Wegman had to admit that there was something amusing about the speeders-the idiots who got going as fast as they could at the top of the hill before the long slalom down.

When the radar beeped, Wegman was lounging in his seat with his eyes closed. By the time he opened his eyes the speeder had disappeared around the curve. The radar display said fifty-three miles per hour. It took a special machine to get going that fast on this short stretch of mountain blacktop. Of course, the guy had probably gone straight over the lip at the next curve.

Ranger Wegman drove down the road to the guardrail, which was unmangled. The speeder had managed to make the curve. Had to have hit the brakes hard, although there were no skid marks.
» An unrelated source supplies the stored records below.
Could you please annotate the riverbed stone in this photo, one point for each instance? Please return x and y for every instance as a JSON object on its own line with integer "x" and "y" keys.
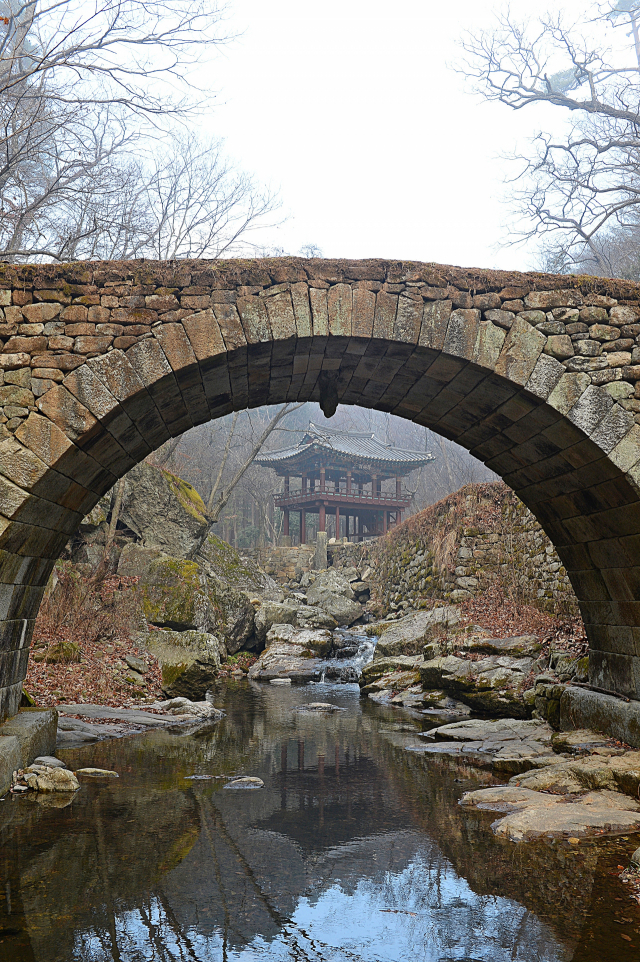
{"x": 409, "y": 635}
{"x": 539, "y": 815}
{"x": 163, "y": 510}
{"x": 291, "y": 652}
{"x": 189, "y": 661}
{"x": 493, "y": 684}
He accelerated his Jeep until he was pushing his own safety limits, and only then did he spot the speeder. The speeder wasn't a car.

It was a man.

Ranger Wegman brought his jeep up behind the running man, then pulled alongside him.

"What the hell are you doing?" he asked as he paced the runner.

"Jogging," said the runner. "Nice day for it, but the altitude slows me down a little."

Wegman tried to make sense of what he was seeing and decided there was no sense to be made of it. "Son, you're going fifty-three miles per hour."

"Well, I gotta admit the incline makes up for the thin air."

Wegman steered himself around a curve in the road, tires squealing in protest, and tried to figure out what he was missing in this little scenario. The man looked awfully normal. Maybe thirty-something or maybe not. No stringy marathon-runner muscles. No bulging weight-lifter muscles. Nothing abnormal about the guy except a pair of extrathick wrists.

"You bionic or something like that?" Wegman asked.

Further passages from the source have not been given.